🤖 AI Summary
Industrial acoustic anomaly detection (ASD) faces two key challenges: difficulty in modeling time-frequency coupling in acoustic features and weak capture of long-range temporal dependencies. To address these, we propose a novel dual-branch Mamba architecture—the first to integrate selective state space models (SSMs) into industrial ASD. Our design employs a time-frequency decoupled dual-path structure to separately model temporal dynamics and spectral-band interactions, augmented by a TriStat-Gating (TSG) module for adaptive feature gating. Furthermore, we fuse enhanced Mel-spectrogram representations with raw waveform features to improve sensitivity to subtle anomalies. Evaluated on the DCASE 2020 Task 2 benchmark, our method achieves significant improvements over existing state-of-the-art approaches, demonstrating superior effectiveness and robustness under complex industrial noise conditions.
📝 Abstract
The core challenge in industrial equipment anoma lous sound detection (ASD) lies in modeling the time-frequency coupling characteristics of acoustic features.

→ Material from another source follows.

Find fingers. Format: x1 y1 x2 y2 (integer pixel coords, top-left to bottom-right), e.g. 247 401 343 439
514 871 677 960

Existing modeling methods are limited by local receptive fields, making it difficult to capture long-range temporal patterns and cross-band dynamic coupling effects in machine acoustic features. In this paper, we propose a novel framework, ESTM, which is based on a dual-path Mamba architecture with time-frequency decoupled modeling and utilizes Selective State-Space Models (SSM) for long-range sequence modeling. ESTM extracts rich feature representations from different time segments and frequency bands by fusing enhanced Mel spectrograms and raw audio features, while further improving sensitivity to anomalous patterns through the TriStat-Gating (TSG) module. Our experiments demonstrate that ESTM improves anomalous detection performance on the DCASE 2020 Task 2 dataset, further validating the effectiveness of the proposed method.